From fe59ab6eee4a3da1a3dac4897f251311f4f6146d Mon Sep 17 00:00:00 2001
From: Matt Anson <matta@stackhpc.com>
Date: Fri, 13 Mar 2026 23:20:37 +0000
Subject: [PATCH] Fix leaving Azimuth cluster loadbalancers behind

---
 capi_janitor/openstack/openstack.py |  4 ++
 capi_janitor/openstack/operator.py  | 83 +++++++++++++++--------------
 2 files changed, 47 insertions(+), 40 deletions(-)

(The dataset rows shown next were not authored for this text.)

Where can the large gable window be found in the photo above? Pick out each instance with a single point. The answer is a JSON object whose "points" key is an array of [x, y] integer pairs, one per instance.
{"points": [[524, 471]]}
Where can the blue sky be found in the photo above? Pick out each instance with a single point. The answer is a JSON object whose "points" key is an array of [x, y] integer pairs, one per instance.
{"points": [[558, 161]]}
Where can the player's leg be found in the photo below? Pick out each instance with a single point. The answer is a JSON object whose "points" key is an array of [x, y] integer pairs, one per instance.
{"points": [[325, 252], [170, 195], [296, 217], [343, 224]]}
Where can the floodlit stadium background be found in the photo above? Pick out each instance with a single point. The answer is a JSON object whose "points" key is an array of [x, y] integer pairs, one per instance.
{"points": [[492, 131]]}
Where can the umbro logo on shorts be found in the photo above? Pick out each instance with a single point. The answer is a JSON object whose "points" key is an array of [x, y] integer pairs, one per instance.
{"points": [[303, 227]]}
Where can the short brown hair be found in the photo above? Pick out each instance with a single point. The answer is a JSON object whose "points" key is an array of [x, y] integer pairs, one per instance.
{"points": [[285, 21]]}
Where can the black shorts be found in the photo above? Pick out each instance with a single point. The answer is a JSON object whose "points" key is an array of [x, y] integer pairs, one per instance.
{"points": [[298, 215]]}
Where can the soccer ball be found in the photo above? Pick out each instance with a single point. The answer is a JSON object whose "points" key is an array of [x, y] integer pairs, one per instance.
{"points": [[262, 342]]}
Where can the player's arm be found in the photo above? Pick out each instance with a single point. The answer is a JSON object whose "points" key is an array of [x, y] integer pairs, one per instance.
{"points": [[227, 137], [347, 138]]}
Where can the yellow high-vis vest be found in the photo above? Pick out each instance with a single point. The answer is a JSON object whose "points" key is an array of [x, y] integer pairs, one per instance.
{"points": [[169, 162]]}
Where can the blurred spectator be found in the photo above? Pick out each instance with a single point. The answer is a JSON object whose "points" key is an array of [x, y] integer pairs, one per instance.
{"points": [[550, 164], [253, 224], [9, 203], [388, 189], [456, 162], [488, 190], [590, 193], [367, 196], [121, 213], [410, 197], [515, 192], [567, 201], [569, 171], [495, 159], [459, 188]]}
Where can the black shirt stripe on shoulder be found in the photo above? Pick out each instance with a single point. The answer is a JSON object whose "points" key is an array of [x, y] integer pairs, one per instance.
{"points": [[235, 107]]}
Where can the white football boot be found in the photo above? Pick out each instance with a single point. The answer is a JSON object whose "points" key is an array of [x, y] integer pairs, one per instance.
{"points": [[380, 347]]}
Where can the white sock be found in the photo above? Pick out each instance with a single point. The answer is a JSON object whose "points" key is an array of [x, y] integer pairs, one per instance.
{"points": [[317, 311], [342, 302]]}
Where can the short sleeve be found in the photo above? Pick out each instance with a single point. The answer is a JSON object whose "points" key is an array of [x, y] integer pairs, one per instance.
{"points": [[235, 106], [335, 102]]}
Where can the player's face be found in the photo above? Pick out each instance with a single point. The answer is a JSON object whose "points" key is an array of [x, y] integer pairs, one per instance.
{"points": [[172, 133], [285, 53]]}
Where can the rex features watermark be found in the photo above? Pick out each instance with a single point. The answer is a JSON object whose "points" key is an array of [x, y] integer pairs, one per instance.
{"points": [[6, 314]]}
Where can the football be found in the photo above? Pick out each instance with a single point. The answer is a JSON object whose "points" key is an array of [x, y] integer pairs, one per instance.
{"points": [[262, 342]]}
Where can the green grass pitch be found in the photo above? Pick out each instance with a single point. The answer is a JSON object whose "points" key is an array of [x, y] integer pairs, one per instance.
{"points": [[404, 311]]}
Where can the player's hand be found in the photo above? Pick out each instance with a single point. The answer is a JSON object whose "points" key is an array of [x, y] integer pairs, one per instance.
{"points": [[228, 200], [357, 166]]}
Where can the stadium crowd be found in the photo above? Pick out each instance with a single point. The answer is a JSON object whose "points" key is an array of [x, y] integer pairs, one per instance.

diff --git a/capi_janitor/openstack/openstack.py b/capi_janitor/openstack/openstack.py
index 4744aff..d1d92cd 100644
--- a/capi_janitor/openstack/openstack.py
+++ b/capi_janitor/openstack/openstack.py
@@ -101,6 +101,10 @@ def __init__(self, client, name, prefix=None, plural_name=None, singular_name=No
     def singular_name(self):
         return self._singular_name
 
+    @property
+    def plural_name(self):
+        return self._plural_name
+
     def _extract_list(self, response):
         # Some resources support a /detail endpoint
         # In this case, we just want to use the name up to the slash
diff --git a/capi_janitor/openstack/operator.py b/capi_janitor/openstack/operator.py
index 1197550..fc9ad52 100644
--- a/capi_janitor/openstack/operator.py
+++ b/capi_janitor/openstack/operator.py
@@ -71,7 +71,7 @@ def __init__(self, resource, cluster):
         super().__init__(f"{resource} still present for cluster {cluster}")
 
 
-async def fips_for_cluster(resource, cluster):
+async def fips_for_cluster(logger, resource, cluster):
     """Async iterator for FIPs belonging to the specified cluster."""
     async for fip in resource.list():
         if not fip.description.startswith(
@@ -80,27 +80,37 @@ async def fips_for_cluster(resource, cluster):
             continue
         if not fip.description.endswith(f"from cluster {cluster}"):
             continue
+        logger.info(f"Found {resource.singular_name} {fip.id}")
         yield fip
 
 
-async def lbs_for_cluster(resource, cluster):
+async def lbs_for_cluster(logger, resource, cluster):
     """Async iterator for loadbalancers belonging to the specified cluster."""
-    async for lb in resource.list():
-        if lb.name.startswith(f"kube_service_{cluster}_"):
-            yield lb
+    try:
+        async for lb in resource.list():
+            if lb.name.startswith(f"kube_service_{cluster}_"):
+                logger.info(f"Found {resource.singular_name} {lb.id}")
+                yield lb
+    except httpx.HTTPStatusError as exc:
+        logger.error(
+            f"Got status code {exc.response.status_code} when trying to list "
+            f"{resource.plural_name}, assuming that we cannot delete resources. "
+            f"There may be OpenStack {resource.singular_name} resources left behind!"
+        )
 
 
-async def secgroups_for_cluster(resource, cluster):
+async def secgroups_for_cluster(logger, resource, cluster):
     """Async iterator for security groups belonging to the specified cluster."""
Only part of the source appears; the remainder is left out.